Fungo endofítico isolado de Achyrocline satureioides: identificação molecular, caracterização química e investigação do efeito antitumoral de metabólitos bioativos
Resumo
O câncer é a principal causa de morte prematura na maioria dos países. A
urgência por alternativas terapêuticas tem encorajado a busca por novos
agentes anticâncer a partir de produtos naturais. Evidências sugerem que
plantas medicinais são colonizadas por fungos endofíticos, os quais consistem
em uma importante fonte de estruturas químicas únicas geradas pelas relações
coevolutivas com a planta hospedeira. Conhecida como ‘marcela’, a Achyrocline
satureioides é uma planta medicinal cujos efeitos antitumorais do extrato vegetal
têm sido atribuídos à presença de polifenóis. Recentemente, descrevemos o
isolamento e o efeito antiglioma de um fungo endofítico de A. satureioides.
Assim, este estudo teve como objetivo principal elucidar a taxonomia do fungo
isolado, caracterizar os metabólitos presentes na fração purificada (FDCM) e
avaliar o seu efeito antimelanoma e antiglioma.
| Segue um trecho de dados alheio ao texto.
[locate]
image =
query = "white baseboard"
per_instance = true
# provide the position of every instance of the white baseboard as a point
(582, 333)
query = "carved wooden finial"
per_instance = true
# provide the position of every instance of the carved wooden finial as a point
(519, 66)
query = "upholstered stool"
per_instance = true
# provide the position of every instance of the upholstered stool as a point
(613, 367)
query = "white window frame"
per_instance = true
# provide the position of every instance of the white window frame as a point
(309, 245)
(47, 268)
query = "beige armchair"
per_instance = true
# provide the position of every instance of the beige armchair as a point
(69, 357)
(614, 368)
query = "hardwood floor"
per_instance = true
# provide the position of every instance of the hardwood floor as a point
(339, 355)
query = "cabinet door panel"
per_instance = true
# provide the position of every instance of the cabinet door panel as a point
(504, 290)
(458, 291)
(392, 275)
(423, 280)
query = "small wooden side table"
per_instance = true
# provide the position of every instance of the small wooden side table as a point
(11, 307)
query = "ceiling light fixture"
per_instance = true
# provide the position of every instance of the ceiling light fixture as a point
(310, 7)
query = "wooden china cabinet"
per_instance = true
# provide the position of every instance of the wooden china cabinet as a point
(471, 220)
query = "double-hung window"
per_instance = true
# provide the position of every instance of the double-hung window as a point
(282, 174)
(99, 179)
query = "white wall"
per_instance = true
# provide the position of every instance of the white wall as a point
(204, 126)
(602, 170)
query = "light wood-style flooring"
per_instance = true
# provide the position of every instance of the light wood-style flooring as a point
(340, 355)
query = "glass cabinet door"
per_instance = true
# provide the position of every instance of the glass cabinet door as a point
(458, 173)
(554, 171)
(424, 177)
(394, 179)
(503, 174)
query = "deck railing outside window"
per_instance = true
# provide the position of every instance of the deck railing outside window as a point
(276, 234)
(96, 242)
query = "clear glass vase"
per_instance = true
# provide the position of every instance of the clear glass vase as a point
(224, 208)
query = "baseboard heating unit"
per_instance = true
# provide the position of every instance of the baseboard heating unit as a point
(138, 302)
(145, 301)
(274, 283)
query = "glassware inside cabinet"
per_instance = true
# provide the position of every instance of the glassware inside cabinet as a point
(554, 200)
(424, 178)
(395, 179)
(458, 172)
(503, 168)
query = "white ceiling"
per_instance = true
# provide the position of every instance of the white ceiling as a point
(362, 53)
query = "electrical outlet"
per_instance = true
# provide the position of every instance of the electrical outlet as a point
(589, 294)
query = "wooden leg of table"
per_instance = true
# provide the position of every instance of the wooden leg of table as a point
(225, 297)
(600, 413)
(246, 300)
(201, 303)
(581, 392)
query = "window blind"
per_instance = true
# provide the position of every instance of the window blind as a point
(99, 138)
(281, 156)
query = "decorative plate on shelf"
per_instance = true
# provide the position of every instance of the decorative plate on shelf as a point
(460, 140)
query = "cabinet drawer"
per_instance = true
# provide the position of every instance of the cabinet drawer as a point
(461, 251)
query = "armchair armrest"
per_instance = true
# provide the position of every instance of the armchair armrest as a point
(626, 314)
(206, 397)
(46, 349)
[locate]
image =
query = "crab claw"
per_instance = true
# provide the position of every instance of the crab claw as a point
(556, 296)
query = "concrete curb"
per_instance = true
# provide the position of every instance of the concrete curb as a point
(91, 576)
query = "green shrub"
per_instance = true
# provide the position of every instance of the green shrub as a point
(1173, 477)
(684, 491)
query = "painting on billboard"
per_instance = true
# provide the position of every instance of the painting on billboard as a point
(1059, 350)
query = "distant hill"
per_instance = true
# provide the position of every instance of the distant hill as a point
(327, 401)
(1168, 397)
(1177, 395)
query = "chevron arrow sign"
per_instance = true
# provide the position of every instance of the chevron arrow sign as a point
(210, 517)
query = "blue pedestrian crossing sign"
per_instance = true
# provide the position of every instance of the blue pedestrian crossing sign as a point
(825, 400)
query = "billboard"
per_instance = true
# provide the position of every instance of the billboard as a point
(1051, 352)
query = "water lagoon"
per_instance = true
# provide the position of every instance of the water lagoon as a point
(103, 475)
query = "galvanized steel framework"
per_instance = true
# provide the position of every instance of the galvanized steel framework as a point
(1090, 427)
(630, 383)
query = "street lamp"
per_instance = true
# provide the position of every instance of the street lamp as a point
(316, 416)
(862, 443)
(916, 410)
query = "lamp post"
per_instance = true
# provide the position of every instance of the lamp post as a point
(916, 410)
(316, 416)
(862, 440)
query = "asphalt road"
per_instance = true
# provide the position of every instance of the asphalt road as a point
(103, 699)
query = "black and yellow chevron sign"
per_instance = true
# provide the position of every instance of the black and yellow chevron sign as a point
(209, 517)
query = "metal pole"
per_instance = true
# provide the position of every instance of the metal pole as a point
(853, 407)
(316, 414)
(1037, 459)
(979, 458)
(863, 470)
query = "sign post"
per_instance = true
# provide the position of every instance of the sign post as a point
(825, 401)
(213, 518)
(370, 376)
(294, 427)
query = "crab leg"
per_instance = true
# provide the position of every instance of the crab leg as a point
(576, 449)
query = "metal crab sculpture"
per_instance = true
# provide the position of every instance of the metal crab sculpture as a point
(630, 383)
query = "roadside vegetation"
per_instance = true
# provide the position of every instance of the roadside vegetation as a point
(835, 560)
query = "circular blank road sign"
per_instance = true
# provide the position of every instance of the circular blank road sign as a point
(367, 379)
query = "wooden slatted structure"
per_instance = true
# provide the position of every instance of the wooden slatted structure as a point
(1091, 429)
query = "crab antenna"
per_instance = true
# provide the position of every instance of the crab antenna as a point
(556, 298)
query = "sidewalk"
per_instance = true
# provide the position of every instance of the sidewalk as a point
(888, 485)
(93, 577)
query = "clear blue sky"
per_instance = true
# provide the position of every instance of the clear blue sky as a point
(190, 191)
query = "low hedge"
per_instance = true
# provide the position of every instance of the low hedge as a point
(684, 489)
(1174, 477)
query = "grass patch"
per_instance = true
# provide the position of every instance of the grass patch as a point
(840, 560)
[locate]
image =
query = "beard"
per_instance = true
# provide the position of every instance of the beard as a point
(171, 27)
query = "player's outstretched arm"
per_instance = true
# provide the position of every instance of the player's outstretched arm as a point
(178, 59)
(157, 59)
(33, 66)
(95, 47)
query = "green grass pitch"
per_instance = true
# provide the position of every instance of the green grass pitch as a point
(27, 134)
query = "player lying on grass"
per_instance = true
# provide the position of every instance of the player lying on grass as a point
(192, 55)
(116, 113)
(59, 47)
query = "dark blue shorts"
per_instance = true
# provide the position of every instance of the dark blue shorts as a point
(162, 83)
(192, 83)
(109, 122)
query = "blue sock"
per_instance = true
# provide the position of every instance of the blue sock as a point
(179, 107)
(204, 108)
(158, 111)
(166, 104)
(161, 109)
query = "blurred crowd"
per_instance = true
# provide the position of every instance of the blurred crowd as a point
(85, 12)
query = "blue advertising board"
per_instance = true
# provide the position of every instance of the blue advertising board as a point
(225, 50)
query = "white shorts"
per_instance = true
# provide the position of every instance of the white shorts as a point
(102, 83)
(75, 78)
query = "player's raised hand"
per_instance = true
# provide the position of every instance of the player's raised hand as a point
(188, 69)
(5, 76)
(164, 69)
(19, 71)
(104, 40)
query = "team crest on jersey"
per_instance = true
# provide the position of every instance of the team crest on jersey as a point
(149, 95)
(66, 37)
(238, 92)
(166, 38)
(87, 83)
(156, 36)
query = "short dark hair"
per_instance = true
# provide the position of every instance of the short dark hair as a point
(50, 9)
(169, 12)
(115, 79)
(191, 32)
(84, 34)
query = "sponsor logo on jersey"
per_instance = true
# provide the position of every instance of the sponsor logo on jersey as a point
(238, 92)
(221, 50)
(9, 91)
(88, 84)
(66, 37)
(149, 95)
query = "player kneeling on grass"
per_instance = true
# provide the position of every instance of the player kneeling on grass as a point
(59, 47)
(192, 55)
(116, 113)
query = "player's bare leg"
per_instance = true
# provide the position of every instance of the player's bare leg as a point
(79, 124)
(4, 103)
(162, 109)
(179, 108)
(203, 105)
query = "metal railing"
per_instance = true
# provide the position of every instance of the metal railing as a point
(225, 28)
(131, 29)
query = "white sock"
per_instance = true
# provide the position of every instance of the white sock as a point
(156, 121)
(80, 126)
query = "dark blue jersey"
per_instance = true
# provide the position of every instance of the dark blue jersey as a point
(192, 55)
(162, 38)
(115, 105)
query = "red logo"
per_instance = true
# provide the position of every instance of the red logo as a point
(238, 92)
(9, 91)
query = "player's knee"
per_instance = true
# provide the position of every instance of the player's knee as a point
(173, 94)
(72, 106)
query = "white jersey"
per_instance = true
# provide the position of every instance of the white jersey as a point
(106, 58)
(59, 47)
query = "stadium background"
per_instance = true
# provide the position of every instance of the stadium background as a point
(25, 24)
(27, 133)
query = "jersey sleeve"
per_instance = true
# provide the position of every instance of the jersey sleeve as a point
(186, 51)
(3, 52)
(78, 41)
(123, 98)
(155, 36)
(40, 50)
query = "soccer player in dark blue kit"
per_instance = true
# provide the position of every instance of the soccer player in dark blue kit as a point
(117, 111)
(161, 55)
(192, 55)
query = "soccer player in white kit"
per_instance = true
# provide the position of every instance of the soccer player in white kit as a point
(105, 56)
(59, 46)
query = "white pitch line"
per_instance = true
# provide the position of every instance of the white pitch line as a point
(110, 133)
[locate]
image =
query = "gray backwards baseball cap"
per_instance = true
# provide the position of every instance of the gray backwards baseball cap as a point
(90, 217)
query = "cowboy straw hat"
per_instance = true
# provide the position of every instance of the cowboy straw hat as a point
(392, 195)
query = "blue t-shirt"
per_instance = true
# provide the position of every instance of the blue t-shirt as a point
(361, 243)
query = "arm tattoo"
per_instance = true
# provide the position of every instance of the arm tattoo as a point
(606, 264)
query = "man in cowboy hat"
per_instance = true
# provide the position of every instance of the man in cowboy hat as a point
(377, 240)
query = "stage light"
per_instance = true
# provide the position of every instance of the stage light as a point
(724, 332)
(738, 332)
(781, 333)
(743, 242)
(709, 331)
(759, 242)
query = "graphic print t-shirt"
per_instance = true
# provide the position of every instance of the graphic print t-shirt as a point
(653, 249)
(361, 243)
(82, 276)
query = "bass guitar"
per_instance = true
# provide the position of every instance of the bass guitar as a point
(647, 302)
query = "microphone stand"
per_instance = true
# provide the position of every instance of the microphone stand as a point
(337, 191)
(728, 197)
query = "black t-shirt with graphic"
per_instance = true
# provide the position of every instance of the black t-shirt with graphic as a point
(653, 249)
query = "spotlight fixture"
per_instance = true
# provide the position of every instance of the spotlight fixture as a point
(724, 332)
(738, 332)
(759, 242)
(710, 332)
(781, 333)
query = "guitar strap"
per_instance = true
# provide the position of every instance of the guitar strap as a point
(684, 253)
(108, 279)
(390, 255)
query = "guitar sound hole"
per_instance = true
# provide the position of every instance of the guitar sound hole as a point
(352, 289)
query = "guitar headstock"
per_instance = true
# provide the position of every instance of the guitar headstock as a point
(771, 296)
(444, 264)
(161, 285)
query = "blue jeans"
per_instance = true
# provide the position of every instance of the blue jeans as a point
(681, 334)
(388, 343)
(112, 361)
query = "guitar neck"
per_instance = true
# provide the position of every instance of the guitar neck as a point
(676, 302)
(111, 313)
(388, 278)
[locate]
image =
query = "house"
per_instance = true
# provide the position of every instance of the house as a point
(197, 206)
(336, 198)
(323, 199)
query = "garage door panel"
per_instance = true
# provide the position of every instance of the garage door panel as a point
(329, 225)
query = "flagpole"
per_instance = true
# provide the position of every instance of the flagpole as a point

Diante das propriedades
antitumorais de polifenóis associados à A. satureioides, este estudo também
investigou o impacto antiglioma do ácido gálico (AG) comercial através de testes
in vitro e in vivo. Através da análise molecular da região ITS, o fungo endofítico
foi identificado como Biscogniauxia sp. (Xylariaceae). A caracterização química
de FDCM por cromatografia líquida de ultra-eficiência acoplada ao espectrômetro
de massas, demonstrou pela primeira vez a capacidade deste fungo em produzir
compostos da classe das isocumarinas, terpenoides, e outros derivados de
policetídeos. Sendo este, o primeiro estudo a relatar a biossíntese da lactona
Sch-642305 pela família Xylariaceae. De acordo com as análises citotóxicas, o
FDCM (1 a 20 µg/mL) reduziu a proliferação das células de melanoma humano
(A375) e glioma de rato (C6), induzindo morte e alterações no ciclo celular após
72 h de tratamento. Para compreender a atividade antiglioma no microambiente
tumoral, astrócitos corticais de ratos neonatos e células C6 foram cocultivadas e
expostas ao FDCM por 72 h. Assim como na C6, em condições de cocultivo o FDCM
também reduziu a atividade metabólica, regulou o catabolismo de nucleotídeos
extracelulares de adenina e reduziu o estresse oxidativo. Além disso, o FDCM
reduziu a resposta inflamatória nos modelos de glioma, além de modular a
expressão de genes envolvidos na progressão tumoral como ERK, COX-2,
Casp-1 e IL-1β. Nenhuma alteração foi observada em astrócitos saudáveis. Já o
AG (50 a 400 µM) reduziu o crescimento celular de C6 após 48 h, modulando a
resposta purinérgica e oxidativa. Por fim, a administração intragástrica de AG (50
e 100 mg/kg/dia) por 15 dias reduziu o volume tumoral, regulou a sinalização
purinérgica e preveniu os danos oxidativos no cérebro, soro, plaquetas e/ou
linfócitos de ratos submetidos à injeção intracerebroventricular de C6. Nossos
dados destacam o elevado potencial dos produtos naturais na modulação de vias
relacionadas à progressão neoplásica, ressaltando a importância dos fungos
endofíticos como exímios produtores de compostos de interesse farmacológico.